Churn, baby, churn

Code

library(tidyverse)
library(riekelib)
library(cmdstanr)

Understanding the average customer lifetime is crucial for businesses as it provides valuable insights into customer behavior and the overall health of the customer base. It’s a critical component of revenue forecasting and estimating the average customer lifetime value and can also be used to highlight opportunities for product improvement. Average customer lifetime is also connected to customer churn rates — if the churn rate is known, you can calculate the average customer lifetime.¹

¹ Under the assumption that the churn rate is constant over time. More on that later.

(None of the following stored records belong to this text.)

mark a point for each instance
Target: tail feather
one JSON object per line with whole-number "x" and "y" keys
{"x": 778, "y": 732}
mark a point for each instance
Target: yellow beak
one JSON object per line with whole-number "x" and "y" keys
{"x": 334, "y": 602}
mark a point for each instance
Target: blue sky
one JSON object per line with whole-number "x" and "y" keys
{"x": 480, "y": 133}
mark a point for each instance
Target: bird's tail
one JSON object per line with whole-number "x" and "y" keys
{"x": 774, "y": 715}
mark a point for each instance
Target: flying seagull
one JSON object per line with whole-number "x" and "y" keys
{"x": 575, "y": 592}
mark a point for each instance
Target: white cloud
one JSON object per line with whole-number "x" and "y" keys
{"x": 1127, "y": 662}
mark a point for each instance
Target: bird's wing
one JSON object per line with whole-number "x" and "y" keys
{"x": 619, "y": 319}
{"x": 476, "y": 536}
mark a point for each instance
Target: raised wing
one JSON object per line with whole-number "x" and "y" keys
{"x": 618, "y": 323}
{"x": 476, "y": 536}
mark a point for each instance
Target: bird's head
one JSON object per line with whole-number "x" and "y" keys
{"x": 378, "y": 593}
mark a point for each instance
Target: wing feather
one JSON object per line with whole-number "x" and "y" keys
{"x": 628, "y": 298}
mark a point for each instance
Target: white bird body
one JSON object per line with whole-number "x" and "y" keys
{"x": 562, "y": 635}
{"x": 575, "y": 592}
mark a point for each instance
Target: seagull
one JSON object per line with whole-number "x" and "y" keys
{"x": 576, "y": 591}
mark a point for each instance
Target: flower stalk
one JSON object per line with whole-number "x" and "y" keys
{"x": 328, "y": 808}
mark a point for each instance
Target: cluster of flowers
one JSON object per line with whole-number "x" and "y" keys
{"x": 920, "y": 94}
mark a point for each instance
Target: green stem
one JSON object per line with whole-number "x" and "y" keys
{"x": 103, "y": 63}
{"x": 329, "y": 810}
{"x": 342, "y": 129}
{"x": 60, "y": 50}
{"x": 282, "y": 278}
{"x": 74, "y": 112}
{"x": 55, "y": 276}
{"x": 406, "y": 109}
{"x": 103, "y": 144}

² These are also called survival models. I assume this is because they’re also used in measuring the effect of clinical treatments on a patient’s expected remaining lifetime. I prefer to call them censored models because it describes the data more accurately. Plus it’s a bit less morbid.

Estimating the churn rate from customer data is an interesting modeling problem. A simple average of the churn rate among customers who have churned will overestimate the churn rate — this average excludes active customers who will (potentially) remain active for a long time! A better method is to estimate churn via censored regression, which can account for observations with missing (i.e., censored) events (in this case, the churn date for active customers).² Censored models, however, make some assumptions that can conflict with the reality of data collection. Namely, censored models assume that time is continuous and no events occur at \(t = 0\).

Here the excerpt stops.